Portable Network Graphics. This format was created as an alternative to GIF. The Portable Network Graphics file format has improved compression and additional features like color correction and simple error detection. PNG has had a tough time gaining acceptance due to the GIFs dominance. This may change because the newest versions of Web browsers offer limited PNG support.
Sending Image Files
Across The Internet
The Internet was originally created to move seven-bit ASCII files from computer to computer. This works well for email and text documents. Graphic images do not conform to seven-bit ASCII and cannot be sent across the Internet like text documents. They either need to be converted to ASCII files or moved using a protocol that supports binary files.
The File Transfer Protocol (FTP) can move non-text files across the Internet. But FTP is not always practical. It requires a server and a continuous connection to the Internet. FTP doesn't offer built-in compression. Sending uncompressed files across a network wastes bandwidth.

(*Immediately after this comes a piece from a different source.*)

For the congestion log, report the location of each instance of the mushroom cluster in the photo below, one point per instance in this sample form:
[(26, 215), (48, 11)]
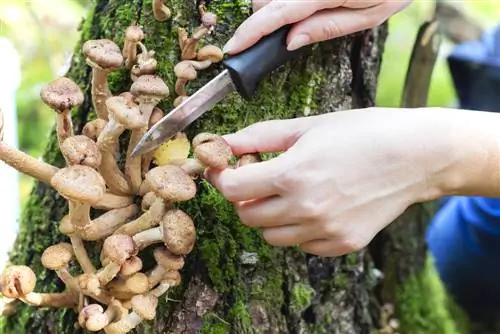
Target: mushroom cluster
[(136, 203)]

This problem is not limited to image files. The Internet has always had problems carrying non-text documents. This is why most software distributed on the Internet is compressed. Partly to save space, but also to "package" the document into a form that's less likely to be mangled by the various Internet routers that lie between the file's source and destination.
Since the original Internet could only carry seven-bit ASCII characters, image files had to be converted to ASCII before they could be sent over the Internet. The standard way to do this is by uuencoding. Uuencoding is not a compression algorithm -- most files are larger after being uuencoded. Uuencoding only converts a document to seven bit ASCII characters.
Uuencoding is still used a lot in Usenet newsgroups. It is also good when sending or receiving email with primitive email applications. Some email applications only handle documents below a certain size. Uuencoding applications automatically break up large files into smaller chunks so they can be emailed. Uudecoding applications collect the file segments and knit them back together as part of the decoding process. Fortunately, this process can be automated.
New email applications permit Multipurpose Internet Mail Extensions (MIME). Uuencoding is normally handled by external helper applications. MIME is built into email applications. MIME, also called base 64 encoding, converts three eight-bit bytes into four seven-bit ASCII characters that the Internet can handle.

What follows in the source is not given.